The company and its Detroit rivals, Ford Motor Co and Fiat Chrysler Automobiles NV are bringing on new trucks at a time when overall U.S. new vehicle sales have been falling, but truck sales continue to grow as consumers abandon passenger cars in favor of pickups, SUVs and crossovers.
President Dan Ammann said GM’s new line of pickups should generate improved profit from increased production of higher-priced, four-door crew cab trucks, and expanded sales of luxury truck models.
GM said in a presentation on Tuesday its Denali line of luxury pickups has average transaction prices of about US$55,600, higher than the average for Daimler AG’s Mercedes-Benz brand, or GM’s own Cadillac luxury brand.
Chief Executive Mary Barra said during a meeting with reporters the automaker will boost investment in electric vehicles, but declined to say by how much. Rival automakers have used the Detroit auto show to tout multi-billion dollar investments in electrification.
GM said it expects capital expenditure in 2018 of around US$8.5 billion, about US$1 billion of which will go toward self-driving car technology. In future years, Chief Financial Officer Chuck Stevens said total capital spending should decrease.
Last week, the company said it was seeking U.S. government approval for a fully autonomous car – one without a steering wheel, brake pedal or accelerator pedal – to join GM’s first commercial ride-sharing fleet in 2019.
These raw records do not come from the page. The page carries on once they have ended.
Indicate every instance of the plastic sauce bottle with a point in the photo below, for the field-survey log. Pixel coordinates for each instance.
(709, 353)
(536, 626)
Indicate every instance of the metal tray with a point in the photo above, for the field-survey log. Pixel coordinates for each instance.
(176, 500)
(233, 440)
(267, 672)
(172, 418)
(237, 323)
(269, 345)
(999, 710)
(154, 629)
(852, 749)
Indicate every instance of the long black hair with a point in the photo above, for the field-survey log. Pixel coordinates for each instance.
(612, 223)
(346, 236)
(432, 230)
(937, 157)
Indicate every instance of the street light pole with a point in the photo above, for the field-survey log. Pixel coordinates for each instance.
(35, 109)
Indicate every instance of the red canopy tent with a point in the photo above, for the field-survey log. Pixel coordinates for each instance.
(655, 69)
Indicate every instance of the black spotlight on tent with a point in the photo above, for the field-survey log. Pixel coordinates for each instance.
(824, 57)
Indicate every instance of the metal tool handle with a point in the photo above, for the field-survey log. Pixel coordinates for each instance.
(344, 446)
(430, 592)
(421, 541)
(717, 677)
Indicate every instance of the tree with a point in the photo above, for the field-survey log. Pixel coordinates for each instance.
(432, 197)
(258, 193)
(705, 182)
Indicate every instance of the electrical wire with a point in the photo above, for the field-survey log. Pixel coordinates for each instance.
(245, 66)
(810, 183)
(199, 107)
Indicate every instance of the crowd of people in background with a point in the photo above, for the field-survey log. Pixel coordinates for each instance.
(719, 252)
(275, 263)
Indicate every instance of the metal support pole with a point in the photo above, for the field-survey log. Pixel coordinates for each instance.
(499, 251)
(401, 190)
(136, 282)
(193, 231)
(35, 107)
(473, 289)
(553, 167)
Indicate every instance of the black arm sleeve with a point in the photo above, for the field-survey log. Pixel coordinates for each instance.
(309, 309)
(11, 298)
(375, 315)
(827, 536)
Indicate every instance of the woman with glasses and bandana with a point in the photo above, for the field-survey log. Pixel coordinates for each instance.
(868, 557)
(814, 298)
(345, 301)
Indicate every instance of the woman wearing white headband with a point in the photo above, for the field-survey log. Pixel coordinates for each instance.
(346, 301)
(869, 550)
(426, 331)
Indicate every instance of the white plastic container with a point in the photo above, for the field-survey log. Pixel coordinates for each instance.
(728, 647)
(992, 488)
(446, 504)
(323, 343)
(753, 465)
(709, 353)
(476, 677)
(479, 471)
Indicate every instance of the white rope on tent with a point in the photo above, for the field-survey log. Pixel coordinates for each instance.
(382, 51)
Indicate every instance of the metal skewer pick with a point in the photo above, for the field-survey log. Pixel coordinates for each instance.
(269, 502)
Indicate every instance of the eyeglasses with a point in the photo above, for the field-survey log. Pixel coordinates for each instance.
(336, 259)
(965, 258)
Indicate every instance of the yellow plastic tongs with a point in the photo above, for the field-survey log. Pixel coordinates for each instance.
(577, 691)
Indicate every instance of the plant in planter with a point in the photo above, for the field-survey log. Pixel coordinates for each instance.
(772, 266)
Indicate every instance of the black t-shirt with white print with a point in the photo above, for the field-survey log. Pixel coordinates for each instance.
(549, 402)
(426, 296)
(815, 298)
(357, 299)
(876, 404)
Barra also said GM will not follow other companies that have given employees special bonuses tied to tax cuts by the administration of U.S. President Donald Trump, which slashed the top U.S. corporate tax rate.
Instead, Barra said if GM has higher profits because of lower U.S. taxes, GM employees, including union-represented U.S. factory workers, should see larger bonuses or profit-sharing checks based on existing pay formulas.
In a client note, Buckingham Research Group analyst Joseph Amaturo wrote that GM’s 2018 earnings outlook includes a “lower statutory corporate tax rate, so on an apples-to-apples basis, this appears to be an effective EPS guide down.”
“We believe the stock will fade after investors understand that the implied EPS guide is for a year-on-year decline, as we and consensus are forecasting,” Amaturo wrote.
GM faces challenges in 2018 from the costs of launching the new large pickup trucks, rising interest rates in the United States and a likely decline in overall U.S. vehicle sales, Stevens said.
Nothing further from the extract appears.